Unlike the novella that I read immediately before this one, this one was really well-paced and constructed. It covers a much longer time period-- several generations, though how long a generation is for the characters is unclear-- but each section is about one character and her role at a pivotal point in an incredibly ambitious plan to connect twin worlds. There is just enough detail about the characters to draw you in, but even if characterization seems a bit light that is besides the point, since it is a story about ideas, not characters. The corollary to that, however, is that the characters' physical appearances and biology is only lightly touched on, which I found a bit frustrating since I'm not sure how to visualize them. And there are many other instances where familiar terms (plants, cats, lizards) are used, but the things given these labels must be far different from Earth norms given that they exist in a biosphere where liquid ethane is referred to as "water". Still, I liked the story a great deal, both for the topics it deals with directly, and the many other interesting ideas it only hints at.
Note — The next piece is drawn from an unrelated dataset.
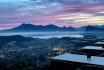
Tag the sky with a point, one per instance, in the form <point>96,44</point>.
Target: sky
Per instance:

A very imaginative story of perseverance. Extremely hard sci-fi at certain points; definitely would have preferred Egan lingering/expanding on certain events that unfolded, but the world building is exceptionally well done and the manner in which so many generations of characters work towards a common goal while knowing full well they themselves won't live to see it through to the end should teach us a thing or two.
For context, this is the definition of phoresis:
Phoresis or phoresy is a non-permanent, commensalistic interaction in which one organism (a phoront or phoretic) attaches itself to another (the host) solely for the purpose of travel.
I'm not going to spoil anything, but this is essentially the gist of the book and Egan manages to make it both interesting and meaningful.